VertiSelector: Automatic Curriculum Learning for Wheeled Mobility on Vertically Challenging Terrain
Tong Xu, Chenhui Pan, and Xuesu Xiao

TL;DR
VertiSelector is an automatic curriculum learning framework that improves reinforcement learning for wheeled robots on challenging terrains by focusing training on difficult areas, leading to better efficiency and real-world generalization.
Contribution
We introduce VertiSelector, a novel automatic curriculum learning method that dynamically prioritizes challenging terrains to enhance RL training efficiency and transferability.
Findings
Achieves 23.08% success rate improvement in simulation.
Enhances sample efficiency during training.
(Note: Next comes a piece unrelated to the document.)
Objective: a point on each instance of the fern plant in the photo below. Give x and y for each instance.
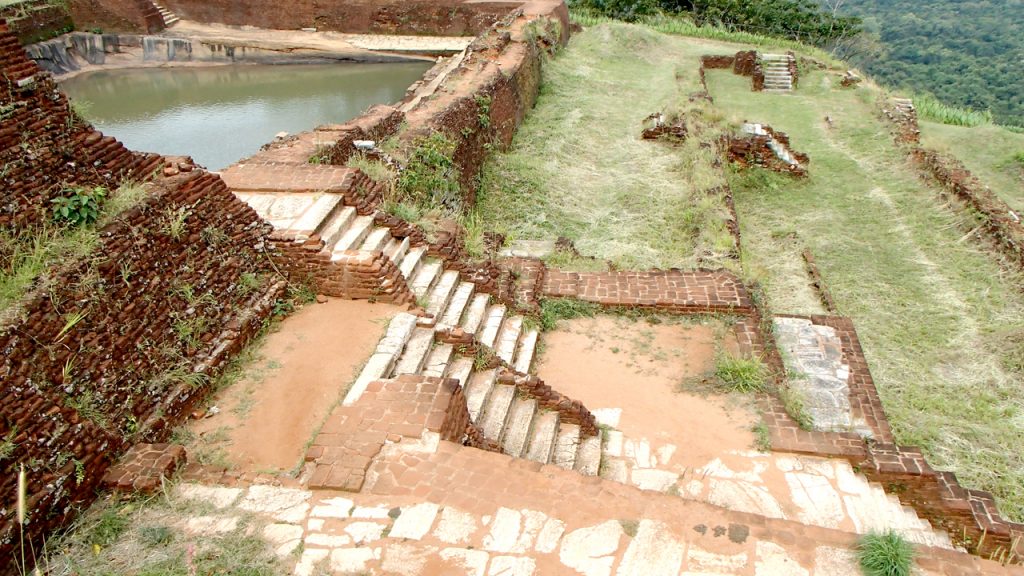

Demonstrates robust real-world generalization.
Abstract
Reinforcement Learning (RL) has the potential to enable extreme off-road mobility by circumventing complex kinodynamic modeling, planning, and control by simulated end-to-end trial-and-error learning experiences. However, most RL methods are sample-inefficient when training in a large amount of manually designed simulation environments and struggle at generalizing to the real world. To address these issues, we introduce VertiSelector (VS), an automatic curriculum learning framework designed to enhance learning efficiency and generalization by selectively sampling training terrain. VS prioritizes vertically challenging terrain with higher Temporal Difference (TD) errors when revisited, thereby allowing robots to learn at the edge of their evolving capabilities. By dynamically adjusting the sampling focus, VS significantly boosts sample efficiency and generalization within the VW-Chrono…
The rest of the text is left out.